Cette pratique cruelle, souvent justifiée par des raisons culturelles ou religieuses, et aucunement sur une base médicale ou scientifique, implique effectivement des effets sur les femmes. Pratiquée par une exciseuse, par un membre de la famille ou de l’entourage de la femme, l’excision engendre des douleurs extrêmement intenses, et des saignements excessifs, des infections, des kystes, des difficultés à uriner, des douleurs chronique, un plaisir sexuel très fortement diminué, des troubles psychologiques comme la dépression et l’anxiété, ainsi que des complications lors de l'accouchement, jusqu’au décès de la jeune femme dans certains cas.

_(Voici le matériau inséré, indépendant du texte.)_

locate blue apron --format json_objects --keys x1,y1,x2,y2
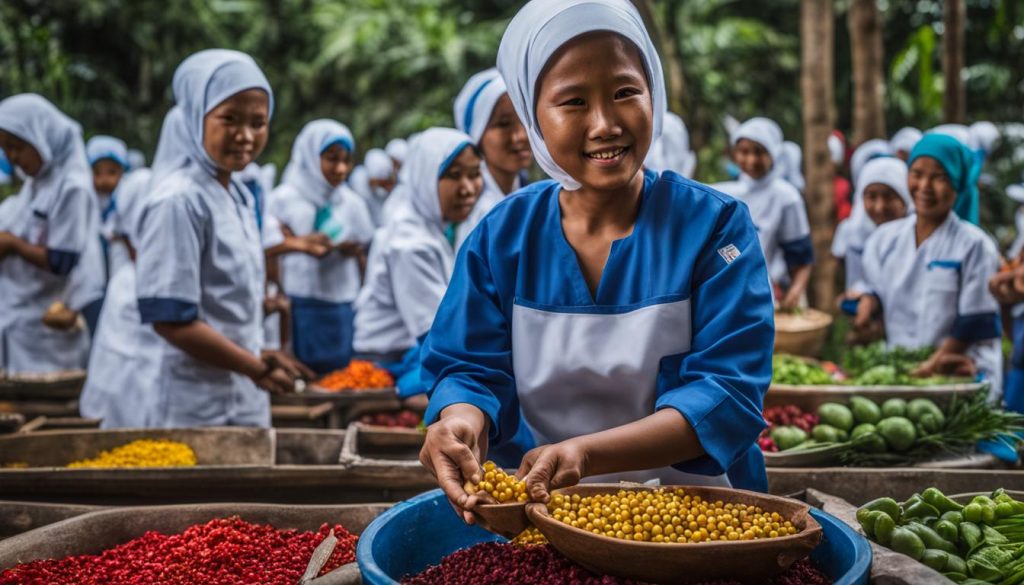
[
  {"x1": 1005, "y1": 317, "x2": 1024, "y2": 413},
  {"x1": 290, "y1": 295, "x2": 354, "y2": 375}
]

Qu’en est-il de la législation à ce sujet au sein de l’Union européenne ? En Europe, l'excision est illégale et considérée comme une violation des droits de l'homme. Cependant, la mise en œuvre de la loi est souvent difficile en raison de la pression culturelle et familiale qui pèse sur les femmes et les filles excisées, ainsi que de la stigmatisation associée à la dénonciation de cette pratique. Il est donc crucial que les gouvernements européens prennent des mesures plus fermes pour lutter contre l'excision. Cela devrait inclure la sensibilisation des communautés à risque, la formation des professionnel·les de la santé à détecter l’excision, à fournir des soins appropriés, et la mise en place de sanctions plus sévères pour les auteurs de cette pratique.
Quant à la parole des femmes ? N’est-il pas important de leurs donner la parole ?

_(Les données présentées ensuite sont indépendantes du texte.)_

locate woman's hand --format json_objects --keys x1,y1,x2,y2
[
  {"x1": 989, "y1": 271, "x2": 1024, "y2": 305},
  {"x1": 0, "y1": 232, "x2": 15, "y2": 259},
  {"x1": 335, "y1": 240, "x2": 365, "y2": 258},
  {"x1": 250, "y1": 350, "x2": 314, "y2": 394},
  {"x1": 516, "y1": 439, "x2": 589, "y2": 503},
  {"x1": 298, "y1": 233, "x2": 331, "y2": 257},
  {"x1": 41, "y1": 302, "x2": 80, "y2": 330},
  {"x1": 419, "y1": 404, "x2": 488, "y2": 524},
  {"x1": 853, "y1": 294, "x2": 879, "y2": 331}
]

Tout à fait. Nous devons également les soutenir dans leur lutte contre cette infâme pratique. Les femmes doivent également être informées de leurs droits, et encouragées à dénoncer les cas d'excision, sans crainte de représailles, ou de stigmatisation. Il est crucial de reconnaître que l'excision est une manifestation de la violence sexiste, et de l'inégalité entre les sexes. Pour lutter efficacement contre cette pratique barbare, il est donc nécessaire de travailler sur l'égalité des sexes, l'éducation et la promotion des droits des femmes.
Et en France, que faisons pour lutter contre ce fléau ?
Alors Laurence, certain·es médecins se sont spécialisé·es dans le soin de jeunes femmes excisées à l’étranger, comme le docteur Arnaud Sevène par exemple. Ce dernier exerce en Banlieue parisienne, à Saint-Denis, où il a observé que 15 % des femmes suivies pour grossesse ont été excisées.
Autre que des médecins, ces Européennes meurtries se dirigent-elles vers des chirurgien·nes ?
Oui, dont notamment le célèbre urologue Pierre Foldes qu’on retrouve à Saint-Germain-en-Laye. Il serait le premier au monde à avoir créé une technique de reconstruction du clitoris. Celle-ci permet de retrouver un clitoris, et in fine, un plaisir sexuel. Toutefois, la réparation ne se limite pas au physique, puisque les femmes sont également accompagnées par un suivi psychologique à l’institut Women Safe, institut confondé avec la militante Frédérique Martz et le chirurgien en 2014. Sans omettre bien évidemment, la participation d’une multitude d’acteur·rices comme les infirmier·ères, ou encore les juristes. D’ailleurs, le combat de Pierre Foldes ne s’est pas arrêté là, puisqu’il s’est également battu pour obtenir que l'opération soit remboursée par la Sécurité sociale.
Un mot pour la fin ?
200 millions de filles et de femmes ont été victimes de mutilations génitales féminines. Il y en aura 68 millions de plus d’ici 2030. Alors qu’allons-nous faire ?
Entretien réalisé par Laurence Aubron.